二则是因为,重生这样的事情实在过于离奇,他怕说出来后,安屿会因为前世安家的种种卑劣行径痛苦。

但现在,既然这件事让安屿这么这么难过,那当然要将所有真相都告诉他。

“傻阿屿……”盛沉渊心疼得无以复加,搂住他的腰,轻轻将他转过来,让他面对面坐在自己腿上,长叹道,“那个人的确对我很重要,可那不是别人,就是你。”

安屿瞪大了眼睛,茫然又惊疑,“我?”

眼睛红红,鼻尖微动,简直像只吃惊的兔子。

盛沉渊低头,轻吻他委屈未散的眼睛,轻声道:“你七岁那年的生日,我们见过的。”

“七岁?”安屿认真思考,“我怎么没有一点印象了?”

“因为那时候,我还不叫盛沉渊。”男人笑道,“那时候,我跟妈妈姓,叫褚渊,你因为不认识褚字,所以叫我渊哥哥。”

七岁生日,渊哥哥?

安屿在模糊的记忆中搜索。

“我不是宾客。”盛沉渊淡淡地笑,“我是服务生,而且,是被大堂经理扇了一巴掌的服务生。”

……

!!!

模糊的记忆终于闪出一两个画面!

十六七岁的青年,因为忙碌无意打碎了一个酒杯,却被大堂经理索要八百元的天价赔偿。

“要么从你工资里扣,要么你给我跪下认错。

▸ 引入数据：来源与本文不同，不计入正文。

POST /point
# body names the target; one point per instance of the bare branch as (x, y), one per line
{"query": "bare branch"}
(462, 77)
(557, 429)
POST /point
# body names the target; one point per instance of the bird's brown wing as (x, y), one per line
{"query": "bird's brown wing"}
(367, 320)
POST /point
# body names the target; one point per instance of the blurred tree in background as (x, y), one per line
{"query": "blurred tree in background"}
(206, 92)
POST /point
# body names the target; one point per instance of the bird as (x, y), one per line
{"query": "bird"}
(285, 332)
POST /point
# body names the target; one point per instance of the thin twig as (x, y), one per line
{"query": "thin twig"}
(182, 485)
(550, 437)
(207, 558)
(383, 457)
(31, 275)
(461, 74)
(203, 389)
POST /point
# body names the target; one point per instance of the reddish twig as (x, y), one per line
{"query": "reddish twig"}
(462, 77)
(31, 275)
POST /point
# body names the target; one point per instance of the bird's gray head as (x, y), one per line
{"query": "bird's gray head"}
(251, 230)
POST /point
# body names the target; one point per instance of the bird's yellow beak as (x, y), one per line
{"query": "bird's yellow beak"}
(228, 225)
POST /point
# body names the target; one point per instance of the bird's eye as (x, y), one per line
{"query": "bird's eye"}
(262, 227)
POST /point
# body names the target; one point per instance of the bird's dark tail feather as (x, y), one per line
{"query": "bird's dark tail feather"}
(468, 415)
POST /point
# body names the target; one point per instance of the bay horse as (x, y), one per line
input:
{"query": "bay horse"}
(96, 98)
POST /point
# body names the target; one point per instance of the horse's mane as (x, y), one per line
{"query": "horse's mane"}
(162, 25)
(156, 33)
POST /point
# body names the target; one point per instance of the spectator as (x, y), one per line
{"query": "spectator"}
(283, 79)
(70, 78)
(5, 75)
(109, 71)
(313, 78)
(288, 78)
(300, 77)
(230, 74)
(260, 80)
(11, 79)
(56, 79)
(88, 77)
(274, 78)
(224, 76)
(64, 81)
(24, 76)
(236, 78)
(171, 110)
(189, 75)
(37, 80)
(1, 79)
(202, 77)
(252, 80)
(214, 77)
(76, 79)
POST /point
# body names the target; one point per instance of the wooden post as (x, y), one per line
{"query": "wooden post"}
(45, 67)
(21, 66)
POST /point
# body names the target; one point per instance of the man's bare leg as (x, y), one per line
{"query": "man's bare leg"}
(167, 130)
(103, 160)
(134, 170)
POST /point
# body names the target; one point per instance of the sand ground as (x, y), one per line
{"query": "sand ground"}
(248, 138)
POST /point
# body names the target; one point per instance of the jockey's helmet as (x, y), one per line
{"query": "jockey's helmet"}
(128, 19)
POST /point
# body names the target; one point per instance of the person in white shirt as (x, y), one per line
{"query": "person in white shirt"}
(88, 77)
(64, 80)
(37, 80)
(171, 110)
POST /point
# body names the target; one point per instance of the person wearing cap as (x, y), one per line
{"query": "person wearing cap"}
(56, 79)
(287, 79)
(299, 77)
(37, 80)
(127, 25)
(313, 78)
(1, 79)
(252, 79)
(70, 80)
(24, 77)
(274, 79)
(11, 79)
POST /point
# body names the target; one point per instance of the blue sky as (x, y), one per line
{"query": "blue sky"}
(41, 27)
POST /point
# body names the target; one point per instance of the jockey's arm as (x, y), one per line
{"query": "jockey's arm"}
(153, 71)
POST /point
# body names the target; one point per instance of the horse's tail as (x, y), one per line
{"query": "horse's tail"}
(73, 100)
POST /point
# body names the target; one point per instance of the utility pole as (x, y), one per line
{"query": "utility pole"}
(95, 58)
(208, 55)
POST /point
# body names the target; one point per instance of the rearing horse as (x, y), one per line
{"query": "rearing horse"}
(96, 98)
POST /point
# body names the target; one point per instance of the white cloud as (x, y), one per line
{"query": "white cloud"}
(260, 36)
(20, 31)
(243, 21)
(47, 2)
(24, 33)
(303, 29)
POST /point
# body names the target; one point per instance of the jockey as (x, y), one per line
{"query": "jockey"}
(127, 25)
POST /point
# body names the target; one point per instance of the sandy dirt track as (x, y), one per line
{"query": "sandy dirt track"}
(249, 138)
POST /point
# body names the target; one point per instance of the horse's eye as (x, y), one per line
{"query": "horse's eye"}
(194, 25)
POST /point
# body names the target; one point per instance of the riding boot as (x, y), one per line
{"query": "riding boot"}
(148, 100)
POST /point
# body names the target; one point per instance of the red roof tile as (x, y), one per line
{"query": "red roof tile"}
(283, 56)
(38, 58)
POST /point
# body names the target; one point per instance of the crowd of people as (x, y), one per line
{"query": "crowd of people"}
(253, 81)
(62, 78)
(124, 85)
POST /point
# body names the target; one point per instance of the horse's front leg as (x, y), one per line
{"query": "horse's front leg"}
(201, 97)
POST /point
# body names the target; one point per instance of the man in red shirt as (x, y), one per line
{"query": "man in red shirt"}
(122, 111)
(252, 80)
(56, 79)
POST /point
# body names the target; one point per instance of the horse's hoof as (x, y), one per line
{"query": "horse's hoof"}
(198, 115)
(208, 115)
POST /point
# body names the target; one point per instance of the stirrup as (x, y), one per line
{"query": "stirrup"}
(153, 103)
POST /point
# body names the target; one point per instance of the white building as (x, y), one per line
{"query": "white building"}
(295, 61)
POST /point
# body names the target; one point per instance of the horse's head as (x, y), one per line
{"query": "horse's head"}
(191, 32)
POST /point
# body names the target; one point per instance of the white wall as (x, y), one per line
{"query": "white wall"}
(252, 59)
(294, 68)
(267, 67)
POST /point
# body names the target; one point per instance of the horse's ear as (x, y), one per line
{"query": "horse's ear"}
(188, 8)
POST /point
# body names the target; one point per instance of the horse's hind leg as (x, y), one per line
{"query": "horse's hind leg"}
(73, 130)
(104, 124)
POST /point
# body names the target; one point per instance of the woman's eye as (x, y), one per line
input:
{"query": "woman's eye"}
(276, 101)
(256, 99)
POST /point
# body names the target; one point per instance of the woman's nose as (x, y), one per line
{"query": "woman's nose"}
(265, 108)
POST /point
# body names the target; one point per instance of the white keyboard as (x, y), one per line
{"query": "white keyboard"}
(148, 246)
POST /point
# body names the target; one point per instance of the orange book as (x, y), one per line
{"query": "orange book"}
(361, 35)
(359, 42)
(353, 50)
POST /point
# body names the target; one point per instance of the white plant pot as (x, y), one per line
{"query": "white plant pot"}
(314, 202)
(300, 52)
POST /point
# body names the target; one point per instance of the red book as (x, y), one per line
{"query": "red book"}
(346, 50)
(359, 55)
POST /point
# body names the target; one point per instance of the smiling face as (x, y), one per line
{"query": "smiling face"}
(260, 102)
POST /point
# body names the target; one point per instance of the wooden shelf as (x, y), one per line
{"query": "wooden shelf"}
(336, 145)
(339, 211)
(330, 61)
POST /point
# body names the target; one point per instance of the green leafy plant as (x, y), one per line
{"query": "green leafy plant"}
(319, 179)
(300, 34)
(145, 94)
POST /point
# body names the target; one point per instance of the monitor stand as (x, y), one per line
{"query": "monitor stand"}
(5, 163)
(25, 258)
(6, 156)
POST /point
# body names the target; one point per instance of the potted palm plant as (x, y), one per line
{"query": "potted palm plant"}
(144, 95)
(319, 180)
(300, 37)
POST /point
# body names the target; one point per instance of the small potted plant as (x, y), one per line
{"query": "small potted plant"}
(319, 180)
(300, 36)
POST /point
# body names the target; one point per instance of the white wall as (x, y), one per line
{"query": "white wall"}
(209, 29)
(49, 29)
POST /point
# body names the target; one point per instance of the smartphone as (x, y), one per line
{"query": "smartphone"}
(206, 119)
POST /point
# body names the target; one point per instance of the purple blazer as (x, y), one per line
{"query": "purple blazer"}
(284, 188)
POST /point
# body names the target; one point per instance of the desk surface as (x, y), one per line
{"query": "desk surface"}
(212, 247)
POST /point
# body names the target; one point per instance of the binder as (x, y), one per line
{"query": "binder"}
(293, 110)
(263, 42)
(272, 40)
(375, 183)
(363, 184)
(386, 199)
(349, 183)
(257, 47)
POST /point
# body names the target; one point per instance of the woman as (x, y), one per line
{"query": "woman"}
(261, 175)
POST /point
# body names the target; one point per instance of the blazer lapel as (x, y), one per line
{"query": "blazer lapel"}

”即使时隔多年,大堂经理小人得志的模样,安屿依旧还有印象。

那个青年当然不肯跪,却也不能接受八百元的损失,眉间有驱不散的阴郁,一遍又一遍重复,“经理,这个杯子采购价只有两百,你不能扣我八百。”

恼羞成怒之下,经理一耳光扇在他脸上,阴鸷笑道:“毛都没长齐的小子,也敢跟我提不能?你听好了,老子是这的大堂经理,老子说的话就是规矩,老子说它值多钱,它就值多钱!今天要么你乖乖这个月工资一分不要,要么跪下道歉,不然就给老子麻溜滚蛋!”

“那时候阿屿还很小。”盛沉渊深情地望着他,“才差不多到我膝盖,却很勇敢地出手保护我。”

安屿忍不住笑。

什么保护。

只是因为,那个青年一直在重复,那是他开学要交的学费,他打了一暑假工,一天都没有休息才勉强攒够,母亲还在家里生着重病,实在不能没有这笔工资,他听得越来越难过,忍不住放声大哭,抽抽噎噎指着那个大堂经理一遍遍道,“坏蛋,你这个大坏蛋。”

哭声引来了易婉丽,着急地问他发生了什么,也不知那时那时哪里来的机智,竟然空口白牙道:“这个坏人,他欺负我,妈妈,他骂我。”

安家少爷的生日,竟被大堂经理指着鼻子骂,易婉丽怎可能忍得了这口气?立刻就怒气冲冲去找老板反应。

那经理也实在自作自受,为了逼迫青年跪下,特意选了没有监控的角落,因为,即使被安屿嫁祸也百口莫辩。

仅半小时,那人便被火速开除。

安屿心里放不下可怜的哥哥,于是偷偷让下人买了冰袋和药,借口自己吃撑了偷溜下楼,找到了他。

盛沉渊还在继续回忆,眼中的爱意愈发浓烈,“阿屿想给我的脸冰敷,可是我太高了,只有蹲下来,阿屿才够得到我。至于涂药……”

男人无奈地笑,“那么瘦那么小的孩子,力气却不小。”

安屿赧然。

他记起来了。

下楼后,他找到了那个大哥哥,拿出冰袋和药,吃力地踮脚,“哥哥,我给你冰敷然后上药吧,不然会疼。”

只是,那时候他哪里懂得涂药要用什么力度?生怕药膏沾不在脸上,简直用了吃奶的力气去涂。